La première Alpine à moteur hydrogène roulera bientôt

Mis à jour le 07.07.2023 à 11:28
La première Alpine à moteur hydrogène roulera bientôt
Alpine accélère sur le moteur à combustion hydrogène. Alors qu’elle présentait en octobre dernier son concept Alpenglow à Paris, la marque sportive du groupe Renault s’apprête à faire rouler son premier prototype. Un programme que nous détaille Pierre-Jean Tardy, ingénieur en chef Hydrogène Alpine.

Véritable planche de salut pour les motoristes, le moteur à combustion intéresse de plus en plus de constructeurs. Alors que Toyota a pris un coup d’avance avec ses prototypes Corolla et Yaris H2, d’ores et déjà engagés en compétition au Japon, Alpine se lance également dans la course avec un moteur spécifique. Basé sur le concept Alpenglow, le premier prototype de la marque roulera dans les tous prochains mois.

Des cas d’usage spécifiques

« Pour la plupart des gens, l’hydrogène pour la mobilité est associé à la pile à combustible. Chez Alpine, on s’intéresse principalement au moteur à combustion interne à hydrogène sans le mettre en compétition avec les autres technologies » résume Pierre-Jean Tardy, ingénieur en chef Hydrogène Alpine.

Pourquoi une technologie plutôt qu’une autre ? Tout dépend du profil d’utilisation ! « Si vous êtes artisans, intervenez principalement en ZFE et que votre kilométrage ne dépasse pas les 300 km par jour, la meilleure option sera de prendre un Master électrique à batteries. Si vous avez toujours la même activité mais avec une zone d’activité plus étendue, la solution pile à combustible (PAC) devient intéressante, notamment si vous ne pouvez pas vous permettre de vous arrêter plusieurs dizaines de minutes voire plusieurs heures pour recharger. Le moteur à hydrogène intervient lui aussi sur des cas d’usage bien précis. Si vous êtes amenés à transporter des volumes de chargement importants où à réaliser des parcours où les appels de puissance sont à la fois longs et réguliers, la PAC atteint ses limites. Aussi, le moteur à combustion hydrogène est la seule technologie qui permette de tenir les objectifs de décarbonation tout en maintenant une puissance utilisable en continu. »

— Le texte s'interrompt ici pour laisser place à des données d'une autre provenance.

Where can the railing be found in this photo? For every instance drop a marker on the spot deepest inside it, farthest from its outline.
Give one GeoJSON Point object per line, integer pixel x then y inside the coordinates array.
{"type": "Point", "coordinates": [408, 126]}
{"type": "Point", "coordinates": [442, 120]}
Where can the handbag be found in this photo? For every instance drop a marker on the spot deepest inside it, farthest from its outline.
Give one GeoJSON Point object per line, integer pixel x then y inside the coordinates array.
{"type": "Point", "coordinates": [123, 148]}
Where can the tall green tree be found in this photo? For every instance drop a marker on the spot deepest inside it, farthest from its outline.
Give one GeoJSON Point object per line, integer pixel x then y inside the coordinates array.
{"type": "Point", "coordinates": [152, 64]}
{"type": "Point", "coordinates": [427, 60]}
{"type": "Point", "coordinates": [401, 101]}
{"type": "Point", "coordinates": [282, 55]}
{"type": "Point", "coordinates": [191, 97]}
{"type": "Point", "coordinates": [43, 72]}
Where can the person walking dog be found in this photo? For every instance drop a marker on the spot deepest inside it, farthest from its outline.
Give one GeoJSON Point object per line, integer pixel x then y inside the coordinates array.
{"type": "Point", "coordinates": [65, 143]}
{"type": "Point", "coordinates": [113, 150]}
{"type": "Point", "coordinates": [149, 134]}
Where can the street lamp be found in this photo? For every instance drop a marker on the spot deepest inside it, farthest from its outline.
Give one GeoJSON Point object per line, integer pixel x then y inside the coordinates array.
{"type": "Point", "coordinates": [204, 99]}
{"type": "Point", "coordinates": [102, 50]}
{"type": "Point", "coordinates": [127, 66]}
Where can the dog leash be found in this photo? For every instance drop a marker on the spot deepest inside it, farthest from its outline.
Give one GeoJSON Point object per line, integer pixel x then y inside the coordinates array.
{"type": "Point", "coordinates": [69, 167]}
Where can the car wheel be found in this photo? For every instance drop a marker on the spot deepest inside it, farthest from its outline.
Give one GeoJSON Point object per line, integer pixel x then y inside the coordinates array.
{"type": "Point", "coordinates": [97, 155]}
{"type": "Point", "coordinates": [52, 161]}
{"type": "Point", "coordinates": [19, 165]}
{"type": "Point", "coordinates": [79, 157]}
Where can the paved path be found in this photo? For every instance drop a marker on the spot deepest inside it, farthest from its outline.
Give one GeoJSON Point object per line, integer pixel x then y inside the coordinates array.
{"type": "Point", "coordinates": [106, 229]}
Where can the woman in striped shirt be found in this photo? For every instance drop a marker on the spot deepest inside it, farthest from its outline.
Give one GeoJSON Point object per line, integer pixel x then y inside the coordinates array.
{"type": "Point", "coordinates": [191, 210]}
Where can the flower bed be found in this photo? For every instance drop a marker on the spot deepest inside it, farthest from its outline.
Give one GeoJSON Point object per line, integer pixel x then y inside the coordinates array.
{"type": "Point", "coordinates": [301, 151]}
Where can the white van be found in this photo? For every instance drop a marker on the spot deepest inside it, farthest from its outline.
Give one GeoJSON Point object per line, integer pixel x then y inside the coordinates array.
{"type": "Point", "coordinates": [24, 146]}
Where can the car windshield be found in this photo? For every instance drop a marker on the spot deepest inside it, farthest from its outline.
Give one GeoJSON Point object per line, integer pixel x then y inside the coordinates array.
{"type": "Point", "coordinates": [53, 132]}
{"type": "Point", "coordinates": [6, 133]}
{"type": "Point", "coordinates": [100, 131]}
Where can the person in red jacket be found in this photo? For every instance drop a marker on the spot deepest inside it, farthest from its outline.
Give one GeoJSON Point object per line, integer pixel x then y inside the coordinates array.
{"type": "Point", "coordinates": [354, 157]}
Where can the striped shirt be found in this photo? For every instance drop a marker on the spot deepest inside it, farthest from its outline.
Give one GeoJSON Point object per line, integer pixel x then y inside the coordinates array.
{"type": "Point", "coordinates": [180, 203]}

Pour Alpine, le côté émotionnel entre aussi en jeu. « En course automobile, il y a le bruit, les vibrations de ce moteur qui vit et qui donne ce plaisir de conduite cher à la marque ».

Une base technique entièrement nouvelle

Basé sur un cahier des charges performances, le moteur à hydrogène d’Alpine sera développé à partir d’une feuille blanche. « Quand on ne va pas chercher des rendements très élevés, on pourrait se contenter de faire du rétrofit. Certains le font déjà en remplaçant le système d’injection de moteurs diesel existants par une alimentation H2. Cela peut fonctionner. Mais si on veut faire un moteur parfaitement adapté capable de produire un super rendement, il faut partir sur une base neuve » justifie notre interviewé.

Avec le développement de ce premier moteur à hydrogène, Alpine souhaite progressivement monter en compétences. « On y va par étapes » souligne Pierre-Jean Tardy. « Les premiers tests se réaliseront avec de l’hydrogène gazeux. L’association à des réservoirs à hydrogène liquide n’interviendra que dans un second temps ». Et l’hybride à moteur hydrogène ? « C’est aussi une brique que l’on pourra ajouter par la suite. On souhaite y aller pas à pas » insiste-t-il.

D’autant que le développement d’un moteur à combustion à hydrogène n’est pas si simple. « Les problématiques sont nombreuses. Elles sont notamment liées à la préparation du mélange dans la chambre de combustion, plus compliquée à gérer en injection gaz qu’en injection essence, d’autant plus sur les forts régimes que nous visons. En matière de combustion, l’hydrogène a ses vertus mais reste un combustible très susceptible. Il faut peu d’énergie pour l’enflammer, ce qui nécessite une bonne maîtrise du système d’allumage et de la thermique de la chambre de combustion » détaille l’ingénieur d’Alpine.
 
Un moteur zéro émission ?

A l’heure où l’Europe impose le zéro émission à l’échappement pour les véhicules légers, qu’en est-il du moteur à hydrogène ? « C’est un moteur à très faible émission » répond Pierre-Jean Tardy. « En matière de CO2, nous devrions être très inférieurs à 1 g/km, soit quasiment zéro-émission. A la différence d’une pile à combustible, un moteur à pistons fonctionne grâce à la combustion d’hydrogène ce qui implique la formation d’oxydes d’azote (NOx ndlr). Toutefois, ce n’est pas une fatalité. Il y a des moyens de les réduire de façon drastique. Nous l’avons déjà fait dans le cadre du projet de consortium HyMot, coordonné par Bosch, qui a permis le développement d’un moteur à hydrogène à mélange très pauvre, à bord d’un démonstrateur basé sur le Renault Master. ».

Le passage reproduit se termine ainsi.